Chicago Med Review: It’s All Relative

Chicago Med

Family matters good and bad plague Chicago Med. The staff welcomes a new doctor who just happens to already have a connection to a staff member, but it’s not a connection she is necessarily proud of. The family you choose, the family you don’t, and the family you inherit can all be pretty complicated. In the hospital the best family is the one which gets you through.

Dr. Choi treats an elderly patient named Edward Hall, who has trouble getting treatment because of fighting between his girlfriend and his son. Hall has a tumor which could be taken out surgically, which is what his girlfriend wants. However, his son doesn’t see the point since it could just prolong his father’s demented suffering. When Hall goes into crisis, Choi claims the patient asked for help so that the patient’s consent overrides the son’s. Surgery works, giving Hall back some of his cognizance. He’s aware his too young girlfriend uses him for his money and he doesn’t have much time left. If he’s going to live his life, he’s going to live it his way.

Maggie knows just how important family is. She takes Jeff to visit “The Farm”, which is the name for the place they send their comatose patients. It’s good for the patients there to get visitors even if they aren’t aware of it. Maggie has connected with one patient in particular who went into a coma around the same time her mother died. Jeff tries to help by finding the family, but they only give the order for her to be taken off of life support.
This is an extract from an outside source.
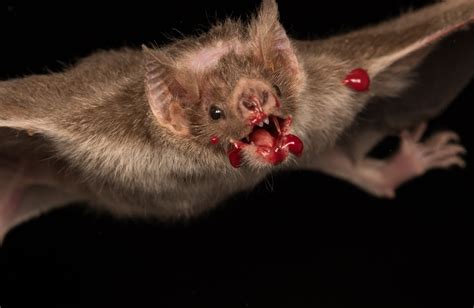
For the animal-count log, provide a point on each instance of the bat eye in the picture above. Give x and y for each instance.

Thus Maggie has to grieve all over again.

Reese is tasked with getting to the bottom of a patient’s fear of being in the hospital. The clinical reason is that he’s a heroin addict. There’s a far more disturbing reason that this whole thing started though. The minute his mother arrives, Reese’s patient becomes very disconnected from everyone else, enclosed in a shell of fear. His mother’s possessiveness is a little too uncomfortable. When the hospital no longer has cause to hold him, he signals to Reese that he wants a reason to stay put. This gives Reese the opportunity to find, to her horror, a tracking device embedded in the kid’s skin. Coupled with his other symptoms and circumstances, it looks like they’ve stumbled upon a case of sex trafficking. The problem is that legally their patient is an adult, so unless he outright says he wants their help, it could be psychologically dangerous to try to pull him out. Not that his pimp gives him the chance.
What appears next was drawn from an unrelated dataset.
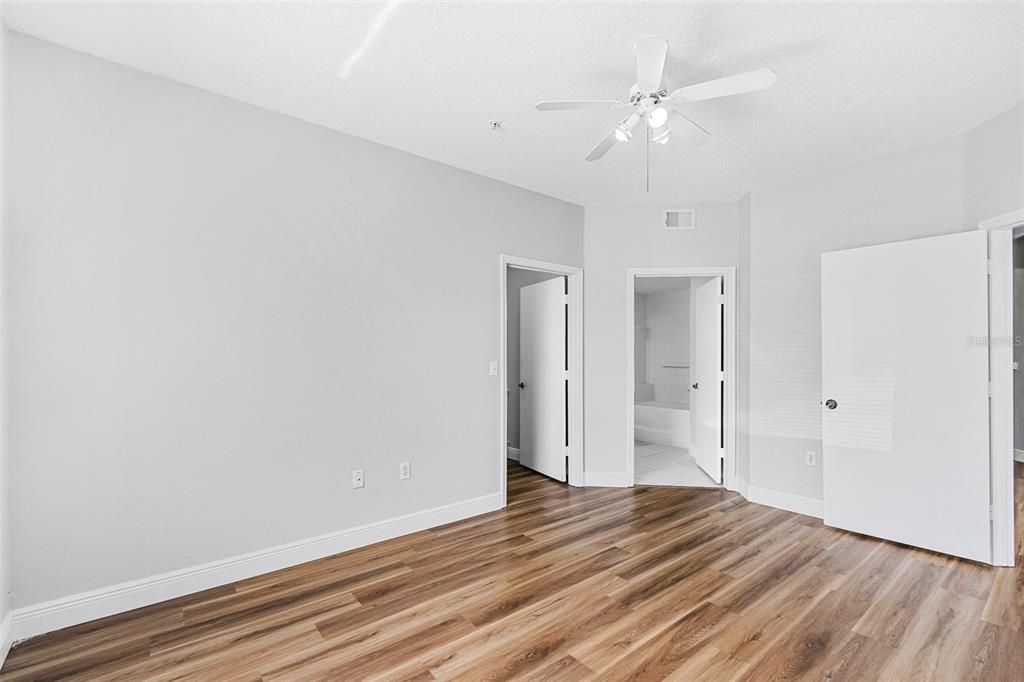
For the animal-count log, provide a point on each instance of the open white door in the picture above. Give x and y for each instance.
(543, 394)
(706, 389)
(905, 405)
Dr. Manning is a little confused when her cancer patient has a cancer-resistant bug. That confusion turns into fear when Dr. Halstead patient comes down with the same disease. With an infection this aggressive, they need a top-notch epidemiologist. Meet Dr. Charles, Dr. Robin Charles, that is. She’s no nonsense and doesn’t believe in coincidence. She believes in clear patterns of reaction. Through her persistence, she is able to figure out that Manning and Halstead’s patients were infected by endoscopes in the hospital. The FDA has been quietly trying to cover up that a batch of bad endoscopes have been sent out, because they “don’t want to cause a panic”. This infuriates Halstead and Manning, and Robin can see the connection the two of them share. It doesn’t matter that they’re both seeing other people.
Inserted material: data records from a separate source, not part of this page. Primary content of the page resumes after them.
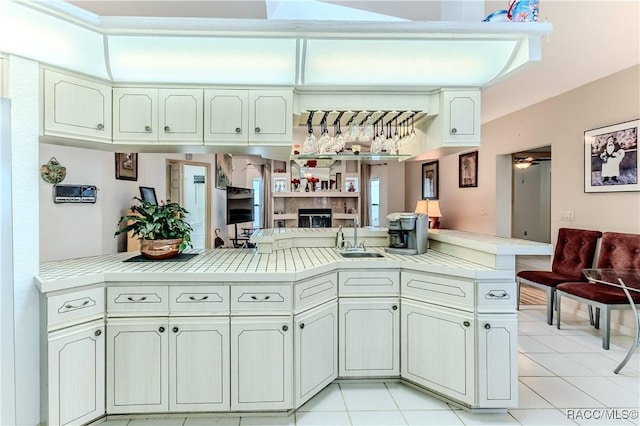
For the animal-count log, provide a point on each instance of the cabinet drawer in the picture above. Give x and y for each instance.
(254, 299)
(496, 296)
(138, 300)
(315, 291)
(72, 308)
(199, 300)
(369, 282)
(439, 290)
Robin Charles is much more reserved than her dad. She followed in her father’s footsteps to be a doctor, but that’s about as much love as she has for the man at the moment. Dr. Charles senior wasn’t always present when his daughter was growing up, and then he and his wife divorced, which effectively pushed Robin away. Just because she lives in Chicago now, and works in the same hospital as her dad, doesn’t mean there’s going to be easy bonding between them.

Hey, who else didn’t know that the doctors and nurses got together to play music on the roof? Dr. Latham knows his way around a piano! Hopefully seeing Latham in this light will give Rhodes perspective on his new boss.

What did you think of the new Dr. Charles in town?